Inputs to the fuzzy_join function
xyya opened this issue · comments
I'm having an issue with how the exact argument work in the fuzzy_join function. For example:
Here' are the datasets:
x <- data.table(id=c(4,5),name=c('sa','qwr'),num=c(1,2))

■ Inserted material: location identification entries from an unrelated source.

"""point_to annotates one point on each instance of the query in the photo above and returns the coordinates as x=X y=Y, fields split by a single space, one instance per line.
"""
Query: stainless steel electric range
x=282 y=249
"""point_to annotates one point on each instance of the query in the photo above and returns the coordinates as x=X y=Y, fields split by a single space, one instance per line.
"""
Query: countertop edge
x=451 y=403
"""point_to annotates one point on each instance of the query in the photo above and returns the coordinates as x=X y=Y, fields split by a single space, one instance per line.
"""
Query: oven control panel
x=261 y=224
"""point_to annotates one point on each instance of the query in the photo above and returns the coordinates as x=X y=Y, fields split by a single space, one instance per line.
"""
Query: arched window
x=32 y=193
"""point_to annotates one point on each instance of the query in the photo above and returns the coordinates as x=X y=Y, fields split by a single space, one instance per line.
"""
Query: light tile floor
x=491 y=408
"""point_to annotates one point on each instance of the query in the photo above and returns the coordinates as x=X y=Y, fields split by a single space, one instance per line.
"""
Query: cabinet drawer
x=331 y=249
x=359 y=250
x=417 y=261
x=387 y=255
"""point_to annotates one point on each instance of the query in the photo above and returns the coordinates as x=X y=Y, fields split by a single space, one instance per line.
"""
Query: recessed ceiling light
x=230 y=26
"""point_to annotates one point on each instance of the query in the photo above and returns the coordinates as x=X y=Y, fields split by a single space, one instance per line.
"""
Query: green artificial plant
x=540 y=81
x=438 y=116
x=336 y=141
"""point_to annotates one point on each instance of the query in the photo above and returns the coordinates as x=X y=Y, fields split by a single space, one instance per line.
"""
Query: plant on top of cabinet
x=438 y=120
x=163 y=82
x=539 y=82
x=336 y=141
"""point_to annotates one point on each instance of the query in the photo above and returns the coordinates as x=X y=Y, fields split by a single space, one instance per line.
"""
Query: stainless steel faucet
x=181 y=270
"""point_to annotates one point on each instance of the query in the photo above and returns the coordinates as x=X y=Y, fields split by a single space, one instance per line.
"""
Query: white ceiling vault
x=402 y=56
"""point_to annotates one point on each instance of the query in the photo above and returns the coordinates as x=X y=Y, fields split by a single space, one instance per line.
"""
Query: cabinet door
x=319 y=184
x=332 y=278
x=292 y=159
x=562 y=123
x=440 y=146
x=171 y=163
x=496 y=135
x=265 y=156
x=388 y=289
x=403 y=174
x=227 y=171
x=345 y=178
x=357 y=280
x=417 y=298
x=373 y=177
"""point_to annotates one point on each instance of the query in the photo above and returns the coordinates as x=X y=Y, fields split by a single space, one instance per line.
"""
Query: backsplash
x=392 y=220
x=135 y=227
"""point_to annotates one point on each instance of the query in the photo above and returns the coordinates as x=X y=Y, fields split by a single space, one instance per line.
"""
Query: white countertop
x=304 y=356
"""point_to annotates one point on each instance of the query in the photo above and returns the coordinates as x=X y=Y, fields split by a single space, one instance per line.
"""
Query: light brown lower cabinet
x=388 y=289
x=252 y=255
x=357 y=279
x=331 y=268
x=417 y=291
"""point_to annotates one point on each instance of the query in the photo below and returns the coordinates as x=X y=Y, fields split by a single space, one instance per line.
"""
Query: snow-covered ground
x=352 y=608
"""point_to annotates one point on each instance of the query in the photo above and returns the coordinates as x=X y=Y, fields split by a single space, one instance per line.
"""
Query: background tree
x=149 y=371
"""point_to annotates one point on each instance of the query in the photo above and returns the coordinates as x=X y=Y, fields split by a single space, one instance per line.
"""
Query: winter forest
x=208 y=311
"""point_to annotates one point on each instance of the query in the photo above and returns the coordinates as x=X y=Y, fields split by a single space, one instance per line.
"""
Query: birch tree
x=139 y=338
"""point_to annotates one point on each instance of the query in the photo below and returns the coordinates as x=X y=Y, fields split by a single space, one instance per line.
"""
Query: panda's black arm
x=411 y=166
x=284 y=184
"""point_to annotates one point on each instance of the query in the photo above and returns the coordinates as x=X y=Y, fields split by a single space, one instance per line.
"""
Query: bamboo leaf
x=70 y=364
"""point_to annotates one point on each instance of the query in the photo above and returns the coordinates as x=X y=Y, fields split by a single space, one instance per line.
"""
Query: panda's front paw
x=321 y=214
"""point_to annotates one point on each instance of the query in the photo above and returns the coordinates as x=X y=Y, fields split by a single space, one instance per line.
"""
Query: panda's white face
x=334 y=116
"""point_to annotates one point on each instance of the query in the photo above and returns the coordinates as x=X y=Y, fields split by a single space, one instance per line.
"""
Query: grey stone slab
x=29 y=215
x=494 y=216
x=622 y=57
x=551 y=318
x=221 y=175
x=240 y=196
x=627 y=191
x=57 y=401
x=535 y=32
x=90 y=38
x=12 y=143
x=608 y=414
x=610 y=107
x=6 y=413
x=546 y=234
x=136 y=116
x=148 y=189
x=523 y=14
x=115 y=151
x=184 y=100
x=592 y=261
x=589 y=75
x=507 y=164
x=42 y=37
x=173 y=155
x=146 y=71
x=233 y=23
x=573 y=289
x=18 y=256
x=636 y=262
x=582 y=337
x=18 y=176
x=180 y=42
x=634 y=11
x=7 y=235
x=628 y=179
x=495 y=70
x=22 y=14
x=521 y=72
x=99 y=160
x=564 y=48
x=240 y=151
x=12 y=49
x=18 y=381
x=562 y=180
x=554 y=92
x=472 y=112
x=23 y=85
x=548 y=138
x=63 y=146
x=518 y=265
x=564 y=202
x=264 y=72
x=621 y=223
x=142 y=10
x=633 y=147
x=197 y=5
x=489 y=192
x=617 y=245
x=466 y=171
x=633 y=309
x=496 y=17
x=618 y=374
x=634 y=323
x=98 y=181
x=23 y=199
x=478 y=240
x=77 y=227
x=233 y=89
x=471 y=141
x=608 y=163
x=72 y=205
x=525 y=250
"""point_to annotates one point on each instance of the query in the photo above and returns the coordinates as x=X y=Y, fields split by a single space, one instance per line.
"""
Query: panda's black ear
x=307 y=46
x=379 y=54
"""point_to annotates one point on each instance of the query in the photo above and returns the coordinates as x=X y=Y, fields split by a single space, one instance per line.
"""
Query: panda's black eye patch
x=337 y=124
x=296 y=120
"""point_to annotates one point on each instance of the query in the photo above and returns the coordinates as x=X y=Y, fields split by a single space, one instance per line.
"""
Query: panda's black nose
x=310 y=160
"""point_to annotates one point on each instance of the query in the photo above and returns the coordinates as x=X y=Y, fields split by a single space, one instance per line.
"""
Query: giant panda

y <- data.table(id=c(4,5),name=c('saq','qwrw'),num=c(2,2))
This works as expected:
test1 <- fuzzy_join(x,y,fuzzy='name')
results:
distance id.x name.x num.x id.y name.y num.y
1: 0.08888889 4 sa 1 4 saq 2
2: 0.05833333 5 qwr 2 5 qwrw 2
This doesn't work as expected:
test2 <- fuzzy_join(x,y,exact='id',fuzzy='name')
results:
distance id.x name.x num.x id.y name.y num.y
1: 0.3333333 4 sa 1 NA NA NA
2: 0.3333333 5 qwr 2 NA NA NA
Also this isn't what I expected either:
test3 <- fuzzy_join(x,y,exact=c('id','num'),fuzzy='name')
I get the following error message with this example:
Error in .subset2(x, i, exact = exact) : subscript out of bounds
It'd be much appreciated if you can shed some light on how the exact argument works. Thank you.
Thanks for the input. I've just addressed theses issues in a new commit.
Could you reinstall the package install_github("matthieugomez/statar")
and tell me if you still have issues?
It works well now, thank you very much!